I’d like to respond to Paul Zerzan on his letter to the editor, dated Oct. 29, 2016. Why does it drive you crazy that our island would like to preserve our language? More and more of our young adults have already taken the initiative to speak our language at home, to each other and to their children. I have seen and heard the beauty of our language exchanged and when their children are in my presence, I become a part of the conversation and that is mesmerizing!
When I was a child in school, I was punished abusively for speaking my native language — Chamorro. We were forbidden! My parents were afraid of the constant complaints from our teachers, so they spoke to us in your language, forcing English on us!

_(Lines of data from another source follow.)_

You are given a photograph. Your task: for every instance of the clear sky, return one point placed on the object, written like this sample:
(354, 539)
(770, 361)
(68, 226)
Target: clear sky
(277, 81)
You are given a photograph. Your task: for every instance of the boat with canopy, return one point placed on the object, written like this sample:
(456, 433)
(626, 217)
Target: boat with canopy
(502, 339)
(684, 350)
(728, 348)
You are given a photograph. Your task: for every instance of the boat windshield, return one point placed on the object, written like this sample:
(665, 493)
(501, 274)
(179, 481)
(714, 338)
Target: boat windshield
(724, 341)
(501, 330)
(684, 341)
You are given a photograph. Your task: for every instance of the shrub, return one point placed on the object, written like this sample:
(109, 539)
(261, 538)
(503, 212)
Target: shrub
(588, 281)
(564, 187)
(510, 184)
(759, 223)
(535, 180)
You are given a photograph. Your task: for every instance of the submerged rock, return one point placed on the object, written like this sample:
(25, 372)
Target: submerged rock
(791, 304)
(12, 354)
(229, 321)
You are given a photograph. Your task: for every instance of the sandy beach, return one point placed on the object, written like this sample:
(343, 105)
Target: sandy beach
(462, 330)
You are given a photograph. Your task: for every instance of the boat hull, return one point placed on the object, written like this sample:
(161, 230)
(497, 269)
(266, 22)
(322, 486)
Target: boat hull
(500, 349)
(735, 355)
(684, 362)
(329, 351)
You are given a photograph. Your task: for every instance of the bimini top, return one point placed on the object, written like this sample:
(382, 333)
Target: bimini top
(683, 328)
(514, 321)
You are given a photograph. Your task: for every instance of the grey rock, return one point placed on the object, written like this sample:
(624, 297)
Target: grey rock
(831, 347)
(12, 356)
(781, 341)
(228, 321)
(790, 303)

Finally years later, with legislative support, our language became “official.” But as an adult, my response in our “official” tongue was somehow lost due to the lack of speaking it and your English language muddles my tongue.
Thank you, to friends and family who now freely converse with me without the worries of being “offensive” or “punished.”
I encourage all who come to Guam and choose Guam as your residence, not to lose your native tongues and to speak to your children as you have been freely speaking as a child in your native homeland. Imagine having more than one language to know!
I was taught Spanish, Japanese and English in school, but Chamorro was never a part of the language curriculum during my time.
I beg to differ, Zerzan, the Chamorro language from my great grandparents, grandparents, parents is very much alive! How can we teach and learn a “dead” language?
Catherine Flores McCollum is a resident of Tamuning.